According to Estadao newspaper, a research poll made by FGV shows that the percentage of industries with excess inventories of consumer goods in October (11%) is much larger than the share of companies with insufficient products (1.3%). Note (on graph 1 below) how the difference between the “excess” and the “insufficient” went up substantially in the last year alone. Data from the National Association of Vehicle Manufacturers (Anfavea) indicate that stocks of vehicles stuck among shops and factories is currently equivalent to 40 days of sales. It is only worse than December 2008, when inventory volume turnover reached 57 days.

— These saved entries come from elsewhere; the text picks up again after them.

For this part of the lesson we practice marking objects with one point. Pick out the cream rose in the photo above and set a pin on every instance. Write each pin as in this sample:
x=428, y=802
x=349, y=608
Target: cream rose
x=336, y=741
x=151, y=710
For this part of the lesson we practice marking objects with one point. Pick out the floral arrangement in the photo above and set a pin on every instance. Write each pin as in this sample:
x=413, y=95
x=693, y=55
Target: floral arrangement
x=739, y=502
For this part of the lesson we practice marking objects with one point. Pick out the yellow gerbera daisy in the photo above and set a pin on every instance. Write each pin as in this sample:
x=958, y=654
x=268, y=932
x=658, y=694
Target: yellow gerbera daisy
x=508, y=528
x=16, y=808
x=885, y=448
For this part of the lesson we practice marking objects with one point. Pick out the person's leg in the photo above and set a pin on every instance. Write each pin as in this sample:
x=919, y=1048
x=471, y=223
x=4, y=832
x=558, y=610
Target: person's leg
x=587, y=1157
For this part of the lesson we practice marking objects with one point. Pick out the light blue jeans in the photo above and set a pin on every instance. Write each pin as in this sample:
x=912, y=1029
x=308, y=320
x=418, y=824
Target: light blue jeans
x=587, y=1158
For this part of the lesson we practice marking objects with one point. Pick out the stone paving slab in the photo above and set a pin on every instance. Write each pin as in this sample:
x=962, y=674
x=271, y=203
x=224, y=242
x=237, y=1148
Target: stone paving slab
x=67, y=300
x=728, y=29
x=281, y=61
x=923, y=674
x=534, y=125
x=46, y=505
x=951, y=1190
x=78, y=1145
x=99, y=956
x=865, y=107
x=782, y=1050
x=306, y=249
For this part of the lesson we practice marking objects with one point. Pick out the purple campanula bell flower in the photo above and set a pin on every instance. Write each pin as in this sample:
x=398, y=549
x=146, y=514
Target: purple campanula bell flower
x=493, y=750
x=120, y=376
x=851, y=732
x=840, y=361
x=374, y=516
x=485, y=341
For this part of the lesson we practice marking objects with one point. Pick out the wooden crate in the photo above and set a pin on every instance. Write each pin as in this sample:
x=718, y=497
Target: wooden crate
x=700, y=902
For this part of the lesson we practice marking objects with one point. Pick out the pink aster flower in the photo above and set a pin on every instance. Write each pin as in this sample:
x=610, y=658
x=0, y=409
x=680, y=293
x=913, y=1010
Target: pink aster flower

Graph 2. The average daily registrations of cars and light commercial vehicles, seasonally adjusted, which was around 13,800 per month until July, fell in August to 13,200. In September, it dropped to 13,100, and in October to 12,700, the lowest volume since June 2010. “After the macro-prudential measures, vehicle sales had already stopped growing. And for the last four months it’s been going downhill,” says Braulio Borges from LCA Consultores.
Graph 3. Note how labor income growth has been decelerating at a fast pace. In December 2010, overall income grew 15.8% compared to this year’s 8.6% growth projections. 
And here is how everyone has been lowering GDP projections for Brazil since early this year…
Some analysts, like Banco Fibra’s chief economist Maristella Ansanelli, are convinced that industrial production will negatively affect GDP this year and keep it closer to 2.8%.